If the Declaration of Independence gives us the “why” of America and the Constitution gives us the “how,” then one must refer to the Preamble of the Supreme Law of the Land to understand that Liberty is clearly what must be “secured for ourselves and posterity.”  Liberty—the exercise of free will, conscience and the preservation of the soul—then seems the logical complement to any argument concerning life.  Preserving life is right, good and necessary.  Preserving life is an exercise of free will and conscience.  Preserving life, then, is necessary to truly secure liberty.

As Peter denied Christ before the dawn, far too many deny the inextricable link between life and liberty.  Pro-life stances should not be shuttled to the back of the intellectual landscape.  Defending life and liberty is the duty of every conservative, because to do otherwise, is to deny the heritage of this nation and moral foundation upon which the American experiment is built.  To cower in the corner to abate the confrontational tactics of the Liberal Left is to abandon the covenant that one is expected to defend.  If conservatives do not stand their ground, then the battle is lost and “men” will then define all things and God will be taken from our culture.

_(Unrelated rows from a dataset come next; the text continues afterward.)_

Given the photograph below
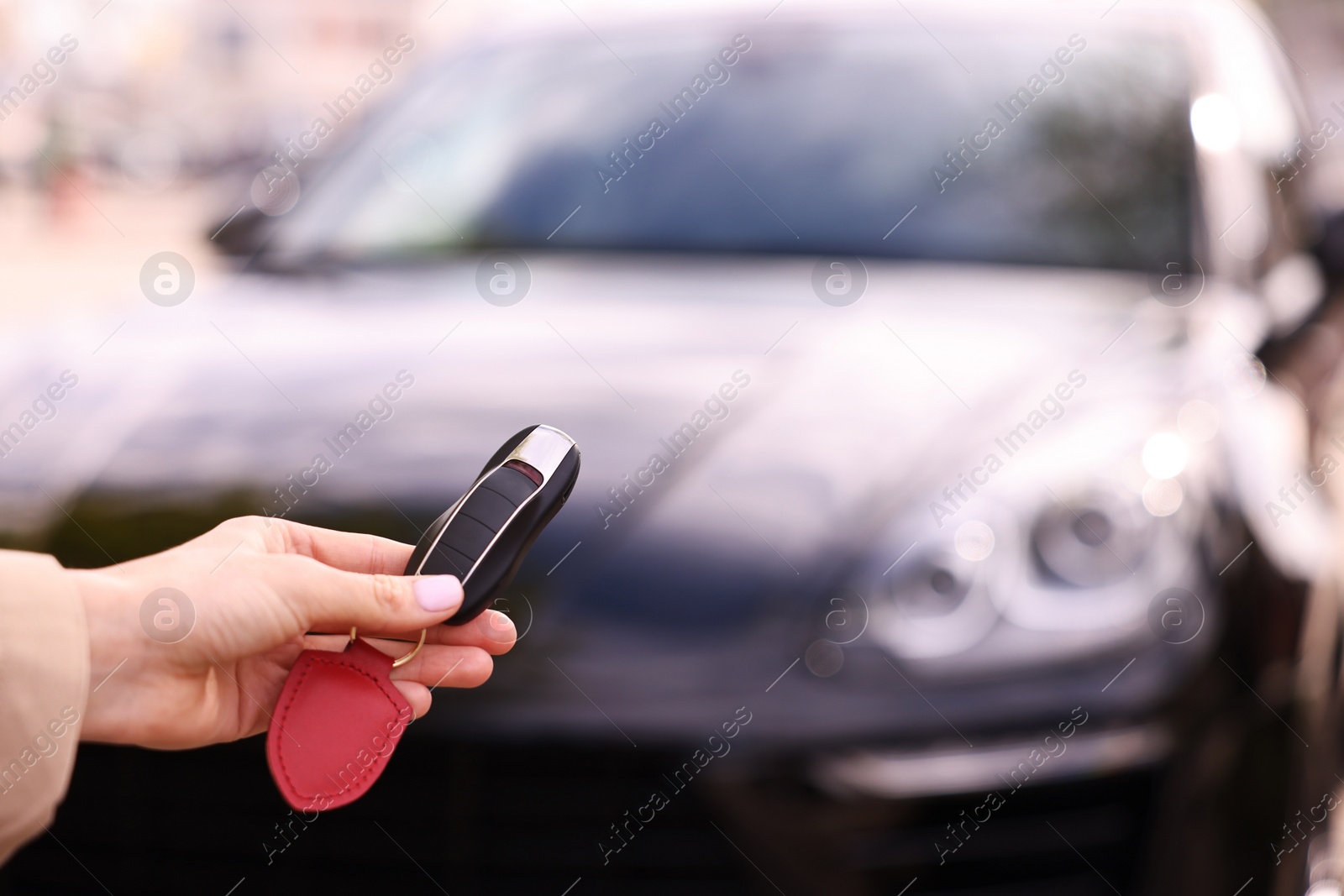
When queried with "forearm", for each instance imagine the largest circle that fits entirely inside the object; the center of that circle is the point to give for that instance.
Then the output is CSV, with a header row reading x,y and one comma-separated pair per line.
x,y
44,691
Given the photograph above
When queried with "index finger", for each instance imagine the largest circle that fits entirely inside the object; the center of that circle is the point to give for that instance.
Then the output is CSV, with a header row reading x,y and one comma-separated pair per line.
x,y
347,551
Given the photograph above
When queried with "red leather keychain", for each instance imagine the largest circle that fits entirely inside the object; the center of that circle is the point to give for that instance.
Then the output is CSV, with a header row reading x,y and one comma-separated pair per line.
x,y
338,720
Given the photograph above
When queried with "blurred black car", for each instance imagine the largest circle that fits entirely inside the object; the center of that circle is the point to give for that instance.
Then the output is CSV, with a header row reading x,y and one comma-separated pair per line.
x,y
913,362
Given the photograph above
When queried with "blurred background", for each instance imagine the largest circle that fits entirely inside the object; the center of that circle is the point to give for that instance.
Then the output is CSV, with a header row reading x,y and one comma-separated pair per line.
x,y
823,296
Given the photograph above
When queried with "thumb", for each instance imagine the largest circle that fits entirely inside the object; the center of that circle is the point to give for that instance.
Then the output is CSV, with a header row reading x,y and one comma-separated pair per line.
x,y
331,600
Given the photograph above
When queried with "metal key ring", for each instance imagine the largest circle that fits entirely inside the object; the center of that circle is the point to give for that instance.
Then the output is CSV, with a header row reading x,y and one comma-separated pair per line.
x,y
400,661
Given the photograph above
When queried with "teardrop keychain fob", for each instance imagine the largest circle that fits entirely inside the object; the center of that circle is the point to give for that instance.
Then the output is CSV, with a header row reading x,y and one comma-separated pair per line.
x,y
484,537
339,716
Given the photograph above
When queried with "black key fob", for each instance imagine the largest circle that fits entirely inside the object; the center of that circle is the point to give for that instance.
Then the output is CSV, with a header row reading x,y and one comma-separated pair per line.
x,y
484,537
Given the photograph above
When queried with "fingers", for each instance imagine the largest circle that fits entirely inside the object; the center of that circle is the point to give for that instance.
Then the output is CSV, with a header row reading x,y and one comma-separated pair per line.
x,y
447,667
349,551
492,631
328,600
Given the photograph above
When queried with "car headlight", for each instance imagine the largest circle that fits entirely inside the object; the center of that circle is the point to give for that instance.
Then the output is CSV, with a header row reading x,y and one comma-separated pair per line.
x,y
1052,578
1092,543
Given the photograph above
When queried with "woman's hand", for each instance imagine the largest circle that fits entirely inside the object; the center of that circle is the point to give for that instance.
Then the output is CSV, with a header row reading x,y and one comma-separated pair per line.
x,y
255,586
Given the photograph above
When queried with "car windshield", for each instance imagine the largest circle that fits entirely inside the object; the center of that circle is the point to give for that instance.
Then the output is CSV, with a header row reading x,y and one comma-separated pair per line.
x,y
864,141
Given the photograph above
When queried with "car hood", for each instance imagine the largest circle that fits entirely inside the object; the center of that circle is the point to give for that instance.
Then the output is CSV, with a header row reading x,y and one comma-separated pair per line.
x,y
743,443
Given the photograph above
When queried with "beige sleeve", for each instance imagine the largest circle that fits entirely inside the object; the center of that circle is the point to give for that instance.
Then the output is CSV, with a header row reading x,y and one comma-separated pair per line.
x,y
44,687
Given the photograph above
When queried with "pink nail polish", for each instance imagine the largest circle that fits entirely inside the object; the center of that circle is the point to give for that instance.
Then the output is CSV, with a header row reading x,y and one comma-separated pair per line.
x,y
437,593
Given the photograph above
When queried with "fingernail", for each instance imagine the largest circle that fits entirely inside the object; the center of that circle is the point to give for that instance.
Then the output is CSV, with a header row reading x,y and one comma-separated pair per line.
x,y
437,593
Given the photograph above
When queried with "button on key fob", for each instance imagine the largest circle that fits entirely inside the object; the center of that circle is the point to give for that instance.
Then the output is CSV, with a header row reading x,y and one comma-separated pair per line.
x,y
484,537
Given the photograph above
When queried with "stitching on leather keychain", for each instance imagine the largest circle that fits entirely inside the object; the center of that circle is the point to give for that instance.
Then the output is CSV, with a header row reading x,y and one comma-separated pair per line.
x,y
284,715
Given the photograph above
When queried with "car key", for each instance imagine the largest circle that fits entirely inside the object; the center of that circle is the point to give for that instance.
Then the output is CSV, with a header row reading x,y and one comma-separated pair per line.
x,y
484,537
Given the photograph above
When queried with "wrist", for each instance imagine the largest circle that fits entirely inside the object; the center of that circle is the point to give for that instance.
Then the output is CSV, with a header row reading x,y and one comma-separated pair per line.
x,y
111,621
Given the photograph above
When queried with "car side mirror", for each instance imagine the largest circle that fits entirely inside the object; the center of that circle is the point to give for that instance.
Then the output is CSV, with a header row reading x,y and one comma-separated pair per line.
x,y
241,235
1292,291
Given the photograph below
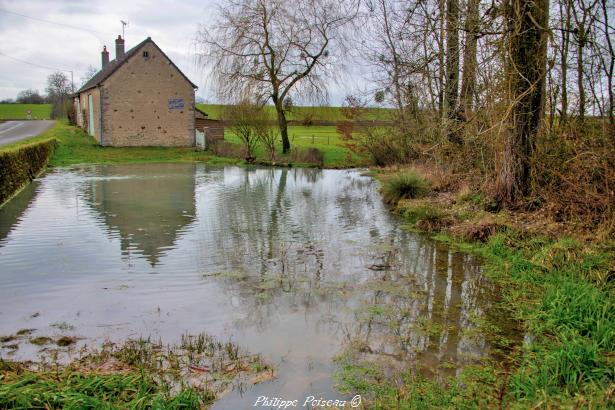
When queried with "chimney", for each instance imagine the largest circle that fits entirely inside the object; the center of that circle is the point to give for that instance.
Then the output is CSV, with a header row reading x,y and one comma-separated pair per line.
x,y
105,56
119,47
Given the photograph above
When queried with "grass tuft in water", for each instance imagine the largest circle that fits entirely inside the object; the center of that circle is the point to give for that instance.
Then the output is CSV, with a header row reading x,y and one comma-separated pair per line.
x,y
407,185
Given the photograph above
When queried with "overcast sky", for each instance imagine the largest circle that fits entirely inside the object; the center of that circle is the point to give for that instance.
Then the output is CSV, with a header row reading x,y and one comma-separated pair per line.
x,y
171,24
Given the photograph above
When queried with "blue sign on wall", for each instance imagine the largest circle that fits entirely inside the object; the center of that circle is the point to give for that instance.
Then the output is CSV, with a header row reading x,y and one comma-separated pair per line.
x,y
176,103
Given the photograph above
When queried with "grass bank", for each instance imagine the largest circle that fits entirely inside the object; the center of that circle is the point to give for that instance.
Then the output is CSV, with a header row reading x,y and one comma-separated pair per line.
x,y
557,285
20,111
20,163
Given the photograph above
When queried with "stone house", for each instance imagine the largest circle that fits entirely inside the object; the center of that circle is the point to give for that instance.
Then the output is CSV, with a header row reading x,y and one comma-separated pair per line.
x,y
139,99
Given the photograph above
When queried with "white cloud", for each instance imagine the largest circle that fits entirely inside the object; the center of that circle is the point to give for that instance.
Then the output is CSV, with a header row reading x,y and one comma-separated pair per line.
x,y
171,24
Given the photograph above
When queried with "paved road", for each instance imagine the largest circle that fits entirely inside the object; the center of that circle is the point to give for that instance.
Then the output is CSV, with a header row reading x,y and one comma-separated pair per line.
x,y
13,131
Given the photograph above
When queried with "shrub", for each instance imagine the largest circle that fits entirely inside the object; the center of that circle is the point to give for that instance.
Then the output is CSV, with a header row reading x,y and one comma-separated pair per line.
x,y
22,164
401,186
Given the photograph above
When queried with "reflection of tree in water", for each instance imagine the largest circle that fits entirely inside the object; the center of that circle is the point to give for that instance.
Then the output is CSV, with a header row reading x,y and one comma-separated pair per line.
x,y
149,208
323,249
12,212
422,316
281,227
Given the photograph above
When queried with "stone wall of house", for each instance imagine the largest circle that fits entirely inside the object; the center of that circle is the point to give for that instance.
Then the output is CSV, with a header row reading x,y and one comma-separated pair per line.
x,y
148,102
83,117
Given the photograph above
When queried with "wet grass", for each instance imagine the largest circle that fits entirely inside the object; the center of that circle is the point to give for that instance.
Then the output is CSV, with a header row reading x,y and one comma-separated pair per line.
x,y
137,374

To defend life and liberty, one must muster courage from the depths of one’s being.  One must remember those early Christians who sacrificed all to advance a new kind of faith—The Good News—for all humankind.  One must remember those early Patriots who pledged their lives, wealth and honor to establish a haven for faith.  If one holds to that faith and embraces the example of those early disciples and patriots, then one will find the courage to act in the defense of life and liberty.  Further, one will find the tolerance to allow all faiths to flourish in this land called America.